There are still a fair number of jazz recording labels out there but most of them
are small operations compared to the “old” days of Columbia, Victor, Vocalion,
Brunswick, Decca, Capitol, and so on. The current pantheon includes less
gargantuan producers such as Storyville, Delmark, Jazzology, GHB, Arbors – and
Stomp Off!
Stomp Off Records was the brain-child of Pennsylvanian Bob Erdos who launched
it in 1980 with funds from his previous career with Danskin, a manufacturer of
dancing apparel. His philosophy was to keep alive the early tunes of  jazz and to
do this with high quality recordings of contemporary performers of early
traditional jazz and ragtime from all over the world. There are hundreds of
releases on the Stomp Off label and the tunes on the vast majority of them
demonstrate Mr. Erdos’ penchant for preserving tunes of the genre that might
otherwise fade into oblivion; in other words, obscure stuff – such as:
CAMPBELL CAKEWALK – by ragtimer Brun Campbell, a protégé of Scott Joplin’
s, who, after giving up the piano, became a barber. It can be found on Stomp Off’s
“American Sampler Rag” performed by The Elite Syncopators.
FUNNY FEATHERS – by vocalist Victoria Spivey who recorded it, for Victor, in
1929, backed by the horn of Louis Armstrong. It can be found on Stomp Off’s
“Railroad Man” performed by Ted Des Plantes’ Washboard Wizards.

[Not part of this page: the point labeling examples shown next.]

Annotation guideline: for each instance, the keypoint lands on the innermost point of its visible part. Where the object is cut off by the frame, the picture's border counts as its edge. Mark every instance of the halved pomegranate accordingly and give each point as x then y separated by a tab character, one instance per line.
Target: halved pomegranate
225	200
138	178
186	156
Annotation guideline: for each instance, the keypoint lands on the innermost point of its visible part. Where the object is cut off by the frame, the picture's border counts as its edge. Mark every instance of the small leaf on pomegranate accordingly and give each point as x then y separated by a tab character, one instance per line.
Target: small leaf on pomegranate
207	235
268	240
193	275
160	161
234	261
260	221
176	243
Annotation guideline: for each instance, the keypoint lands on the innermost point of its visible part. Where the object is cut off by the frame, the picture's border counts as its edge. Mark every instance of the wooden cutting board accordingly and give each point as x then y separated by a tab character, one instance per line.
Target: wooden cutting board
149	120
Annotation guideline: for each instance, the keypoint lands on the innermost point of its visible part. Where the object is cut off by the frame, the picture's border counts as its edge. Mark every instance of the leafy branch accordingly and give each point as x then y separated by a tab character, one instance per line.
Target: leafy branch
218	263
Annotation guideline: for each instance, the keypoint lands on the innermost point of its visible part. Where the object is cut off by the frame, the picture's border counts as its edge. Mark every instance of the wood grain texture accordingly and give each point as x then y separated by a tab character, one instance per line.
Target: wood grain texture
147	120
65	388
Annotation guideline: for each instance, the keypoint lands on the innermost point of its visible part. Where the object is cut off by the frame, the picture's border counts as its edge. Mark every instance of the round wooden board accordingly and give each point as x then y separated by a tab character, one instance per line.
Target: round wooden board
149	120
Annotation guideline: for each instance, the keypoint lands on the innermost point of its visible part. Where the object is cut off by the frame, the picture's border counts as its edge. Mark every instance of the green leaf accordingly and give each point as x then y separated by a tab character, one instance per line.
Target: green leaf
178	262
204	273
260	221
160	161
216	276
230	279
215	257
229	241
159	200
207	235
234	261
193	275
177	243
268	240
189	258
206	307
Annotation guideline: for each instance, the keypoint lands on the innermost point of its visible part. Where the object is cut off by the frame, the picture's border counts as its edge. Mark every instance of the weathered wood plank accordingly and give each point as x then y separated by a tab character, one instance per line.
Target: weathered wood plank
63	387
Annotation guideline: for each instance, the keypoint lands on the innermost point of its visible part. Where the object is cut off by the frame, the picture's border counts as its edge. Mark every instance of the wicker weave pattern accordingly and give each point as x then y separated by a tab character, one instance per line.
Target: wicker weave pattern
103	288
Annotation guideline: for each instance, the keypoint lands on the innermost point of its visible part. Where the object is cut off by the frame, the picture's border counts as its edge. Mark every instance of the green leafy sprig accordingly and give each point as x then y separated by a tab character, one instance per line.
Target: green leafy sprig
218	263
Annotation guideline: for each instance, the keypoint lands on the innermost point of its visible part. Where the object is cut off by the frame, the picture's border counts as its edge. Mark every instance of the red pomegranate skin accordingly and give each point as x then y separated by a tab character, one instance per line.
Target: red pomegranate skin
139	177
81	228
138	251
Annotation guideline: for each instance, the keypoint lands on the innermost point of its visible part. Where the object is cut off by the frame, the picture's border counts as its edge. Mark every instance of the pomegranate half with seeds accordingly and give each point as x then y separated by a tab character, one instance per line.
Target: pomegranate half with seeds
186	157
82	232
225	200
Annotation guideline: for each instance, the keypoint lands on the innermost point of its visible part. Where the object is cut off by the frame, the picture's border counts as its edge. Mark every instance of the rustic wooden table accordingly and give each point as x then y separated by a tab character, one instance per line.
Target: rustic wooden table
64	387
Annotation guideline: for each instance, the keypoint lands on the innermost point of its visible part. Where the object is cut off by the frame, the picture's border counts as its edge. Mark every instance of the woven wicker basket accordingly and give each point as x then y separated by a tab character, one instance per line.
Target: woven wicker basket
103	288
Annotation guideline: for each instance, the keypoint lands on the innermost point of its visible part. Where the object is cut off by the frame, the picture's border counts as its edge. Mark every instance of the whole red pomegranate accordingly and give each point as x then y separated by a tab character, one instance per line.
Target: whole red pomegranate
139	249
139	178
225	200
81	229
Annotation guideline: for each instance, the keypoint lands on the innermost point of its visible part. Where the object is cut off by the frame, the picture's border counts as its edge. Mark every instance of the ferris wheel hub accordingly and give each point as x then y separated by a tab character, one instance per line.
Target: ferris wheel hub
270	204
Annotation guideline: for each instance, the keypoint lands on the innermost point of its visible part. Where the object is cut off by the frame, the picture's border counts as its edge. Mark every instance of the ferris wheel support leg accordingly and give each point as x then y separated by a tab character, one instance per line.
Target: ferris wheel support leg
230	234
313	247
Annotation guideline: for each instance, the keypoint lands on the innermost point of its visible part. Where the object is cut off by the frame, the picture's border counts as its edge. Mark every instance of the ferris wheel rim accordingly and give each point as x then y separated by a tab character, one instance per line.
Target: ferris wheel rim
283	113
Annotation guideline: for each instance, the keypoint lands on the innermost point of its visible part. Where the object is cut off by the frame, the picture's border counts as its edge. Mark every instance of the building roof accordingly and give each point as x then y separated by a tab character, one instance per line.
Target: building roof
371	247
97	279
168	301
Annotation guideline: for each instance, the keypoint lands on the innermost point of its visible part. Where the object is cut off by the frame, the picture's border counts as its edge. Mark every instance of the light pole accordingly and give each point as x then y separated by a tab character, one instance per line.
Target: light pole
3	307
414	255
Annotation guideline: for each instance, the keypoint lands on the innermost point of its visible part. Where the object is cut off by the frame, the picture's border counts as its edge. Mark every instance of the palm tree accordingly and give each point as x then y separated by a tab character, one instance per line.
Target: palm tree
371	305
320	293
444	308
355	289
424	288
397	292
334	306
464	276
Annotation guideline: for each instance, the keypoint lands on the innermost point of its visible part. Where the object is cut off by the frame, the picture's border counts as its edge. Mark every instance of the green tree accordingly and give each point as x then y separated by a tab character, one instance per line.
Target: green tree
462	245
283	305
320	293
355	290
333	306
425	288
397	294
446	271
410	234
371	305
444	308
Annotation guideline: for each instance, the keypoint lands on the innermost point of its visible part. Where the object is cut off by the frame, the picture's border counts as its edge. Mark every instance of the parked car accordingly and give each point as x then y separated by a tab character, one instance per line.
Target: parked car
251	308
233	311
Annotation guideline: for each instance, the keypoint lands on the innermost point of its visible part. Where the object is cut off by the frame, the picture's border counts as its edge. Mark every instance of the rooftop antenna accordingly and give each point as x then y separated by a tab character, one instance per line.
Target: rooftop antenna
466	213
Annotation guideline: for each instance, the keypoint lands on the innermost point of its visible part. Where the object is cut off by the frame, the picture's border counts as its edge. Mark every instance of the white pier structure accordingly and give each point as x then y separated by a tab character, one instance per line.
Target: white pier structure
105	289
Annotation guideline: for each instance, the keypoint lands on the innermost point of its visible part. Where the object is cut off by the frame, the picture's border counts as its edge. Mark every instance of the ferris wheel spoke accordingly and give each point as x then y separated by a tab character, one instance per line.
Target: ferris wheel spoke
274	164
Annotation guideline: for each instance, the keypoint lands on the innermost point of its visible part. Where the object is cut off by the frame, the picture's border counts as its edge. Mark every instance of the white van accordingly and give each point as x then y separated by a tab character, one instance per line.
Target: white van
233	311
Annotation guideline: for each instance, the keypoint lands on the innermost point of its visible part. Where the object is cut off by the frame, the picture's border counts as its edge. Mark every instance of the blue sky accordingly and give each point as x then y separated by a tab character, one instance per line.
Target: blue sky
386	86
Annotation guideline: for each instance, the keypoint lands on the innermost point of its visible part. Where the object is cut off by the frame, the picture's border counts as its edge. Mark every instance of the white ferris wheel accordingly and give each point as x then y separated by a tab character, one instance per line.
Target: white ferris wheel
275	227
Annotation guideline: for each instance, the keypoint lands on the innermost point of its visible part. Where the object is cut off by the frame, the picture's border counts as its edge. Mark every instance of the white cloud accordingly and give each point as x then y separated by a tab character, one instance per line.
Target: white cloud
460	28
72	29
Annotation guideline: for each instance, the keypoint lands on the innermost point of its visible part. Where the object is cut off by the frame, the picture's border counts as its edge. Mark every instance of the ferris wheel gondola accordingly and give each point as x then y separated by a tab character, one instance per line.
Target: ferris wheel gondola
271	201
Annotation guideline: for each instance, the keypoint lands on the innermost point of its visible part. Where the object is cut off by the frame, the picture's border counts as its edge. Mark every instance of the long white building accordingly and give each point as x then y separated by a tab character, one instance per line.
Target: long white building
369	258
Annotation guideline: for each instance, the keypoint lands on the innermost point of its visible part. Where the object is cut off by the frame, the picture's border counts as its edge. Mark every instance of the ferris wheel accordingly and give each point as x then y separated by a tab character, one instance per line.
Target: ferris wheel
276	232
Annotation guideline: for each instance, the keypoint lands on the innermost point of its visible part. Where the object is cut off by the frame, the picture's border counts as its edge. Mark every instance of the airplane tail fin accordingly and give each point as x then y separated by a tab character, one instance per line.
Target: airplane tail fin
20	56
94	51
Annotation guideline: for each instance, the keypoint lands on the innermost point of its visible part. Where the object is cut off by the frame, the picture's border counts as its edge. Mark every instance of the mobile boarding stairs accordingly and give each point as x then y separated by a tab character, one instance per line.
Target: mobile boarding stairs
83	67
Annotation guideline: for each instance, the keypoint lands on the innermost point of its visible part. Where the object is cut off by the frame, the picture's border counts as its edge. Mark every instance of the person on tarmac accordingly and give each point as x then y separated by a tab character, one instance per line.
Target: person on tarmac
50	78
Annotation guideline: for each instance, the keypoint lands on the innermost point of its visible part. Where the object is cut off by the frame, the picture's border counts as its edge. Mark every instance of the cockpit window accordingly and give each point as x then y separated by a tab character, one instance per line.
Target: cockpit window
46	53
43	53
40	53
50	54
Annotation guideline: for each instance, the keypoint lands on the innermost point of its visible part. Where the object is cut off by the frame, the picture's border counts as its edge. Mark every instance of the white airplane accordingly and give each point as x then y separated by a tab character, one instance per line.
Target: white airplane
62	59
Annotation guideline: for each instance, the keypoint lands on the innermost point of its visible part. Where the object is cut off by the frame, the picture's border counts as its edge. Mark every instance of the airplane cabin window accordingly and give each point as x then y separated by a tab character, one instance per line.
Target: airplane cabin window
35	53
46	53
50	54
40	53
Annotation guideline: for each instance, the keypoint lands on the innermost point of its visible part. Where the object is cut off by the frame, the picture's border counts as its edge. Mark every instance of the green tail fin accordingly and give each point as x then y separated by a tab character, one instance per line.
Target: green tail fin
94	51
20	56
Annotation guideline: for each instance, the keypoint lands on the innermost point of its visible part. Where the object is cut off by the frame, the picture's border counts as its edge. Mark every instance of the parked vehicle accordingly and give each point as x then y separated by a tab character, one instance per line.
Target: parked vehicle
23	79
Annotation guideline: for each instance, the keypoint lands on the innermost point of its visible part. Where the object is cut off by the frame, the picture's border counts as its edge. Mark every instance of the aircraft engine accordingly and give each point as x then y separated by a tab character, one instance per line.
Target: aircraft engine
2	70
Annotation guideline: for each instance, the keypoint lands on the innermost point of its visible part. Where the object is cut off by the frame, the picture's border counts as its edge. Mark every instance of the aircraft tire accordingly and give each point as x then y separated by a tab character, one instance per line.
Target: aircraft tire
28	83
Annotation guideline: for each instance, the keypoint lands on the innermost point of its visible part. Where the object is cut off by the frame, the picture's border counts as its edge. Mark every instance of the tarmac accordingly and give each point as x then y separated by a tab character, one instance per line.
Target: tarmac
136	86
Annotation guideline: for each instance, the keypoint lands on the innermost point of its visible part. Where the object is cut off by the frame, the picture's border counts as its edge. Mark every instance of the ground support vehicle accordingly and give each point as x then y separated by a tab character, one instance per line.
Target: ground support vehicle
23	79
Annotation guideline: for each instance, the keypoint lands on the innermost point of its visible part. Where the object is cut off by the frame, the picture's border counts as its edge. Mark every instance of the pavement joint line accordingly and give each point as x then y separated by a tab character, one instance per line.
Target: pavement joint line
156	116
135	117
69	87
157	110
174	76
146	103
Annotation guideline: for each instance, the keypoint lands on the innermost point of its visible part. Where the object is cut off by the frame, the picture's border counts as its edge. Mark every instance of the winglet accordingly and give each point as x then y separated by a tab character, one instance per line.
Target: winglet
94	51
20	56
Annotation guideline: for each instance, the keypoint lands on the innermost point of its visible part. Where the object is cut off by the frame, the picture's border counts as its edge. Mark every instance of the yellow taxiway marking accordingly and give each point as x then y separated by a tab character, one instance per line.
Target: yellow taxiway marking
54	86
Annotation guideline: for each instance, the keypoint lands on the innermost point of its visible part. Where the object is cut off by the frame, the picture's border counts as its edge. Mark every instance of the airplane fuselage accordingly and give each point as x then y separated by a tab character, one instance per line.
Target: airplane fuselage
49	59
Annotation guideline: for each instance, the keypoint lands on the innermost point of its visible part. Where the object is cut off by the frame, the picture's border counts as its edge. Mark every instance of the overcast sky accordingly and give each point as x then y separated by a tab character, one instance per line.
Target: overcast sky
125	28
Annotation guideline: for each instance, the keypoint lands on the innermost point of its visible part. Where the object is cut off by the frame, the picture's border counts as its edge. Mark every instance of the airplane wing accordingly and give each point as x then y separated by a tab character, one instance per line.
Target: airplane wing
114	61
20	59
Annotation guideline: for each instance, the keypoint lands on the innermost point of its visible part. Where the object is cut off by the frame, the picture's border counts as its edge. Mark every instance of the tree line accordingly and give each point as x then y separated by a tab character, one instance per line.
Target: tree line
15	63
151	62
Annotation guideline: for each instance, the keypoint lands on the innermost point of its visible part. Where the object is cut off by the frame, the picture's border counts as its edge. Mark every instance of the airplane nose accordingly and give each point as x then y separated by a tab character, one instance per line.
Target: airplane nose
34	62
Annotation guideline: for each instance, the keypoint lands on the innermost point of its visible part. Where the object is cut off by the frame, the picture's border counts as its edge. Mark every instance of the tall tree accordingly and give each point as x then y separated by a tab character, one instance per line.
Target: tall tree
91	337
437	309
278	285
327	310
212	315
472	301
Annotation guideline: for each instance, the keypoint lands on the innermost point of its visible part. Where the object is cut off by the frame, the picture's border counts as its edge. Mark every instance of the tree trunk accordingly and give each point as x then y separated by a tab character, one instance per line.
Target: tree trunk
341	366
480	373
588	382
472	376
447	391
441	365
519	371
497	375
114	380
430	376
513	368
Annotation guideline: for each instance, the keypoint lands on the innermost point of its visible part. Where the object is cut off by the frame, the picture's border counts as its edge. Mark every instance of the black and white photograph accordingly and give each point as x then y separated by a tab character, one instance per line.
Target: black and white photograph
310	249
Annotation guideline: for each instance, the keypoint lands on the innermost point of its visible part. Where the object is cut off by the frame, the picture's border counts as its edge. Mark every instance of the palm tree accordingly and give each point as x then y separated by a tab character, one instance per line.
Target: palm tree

LITTLE LAWRENCE – composed by Jelly Roll Morton in 1930 and recorded by
his Red  Hot Peppers for Victor. It is on Stomp Off’s “Red Hot Band” by The Back
Bay Ramblers.
BEDELIA – written in 1903 by William Jerome and Jean Schwartz. It’s on Stomp
Off’s “Barbary Coast Favorites” performed by the Lu Watters-style group called
The Yerba Buena Stompers.
THIS IS THE MISSUS – written for George White’s “Scandals of 1931” by Lew
Brown and Ray Henderson. It was later recorded by Rudy Vallee and His
Connecticut Yankees. It is performed by Ernie Carson and The Castle Jazz Band
on Stomp Off’s “Where Am I Gonna Live?”
VINE STREET DRAG – 1929, by Andrew J. Brown and recorded by The
Missourians for Victor in that year. It can be found on Stomp Off’s  “Quality
Shout” by Vince Giordano’s Nighthawks.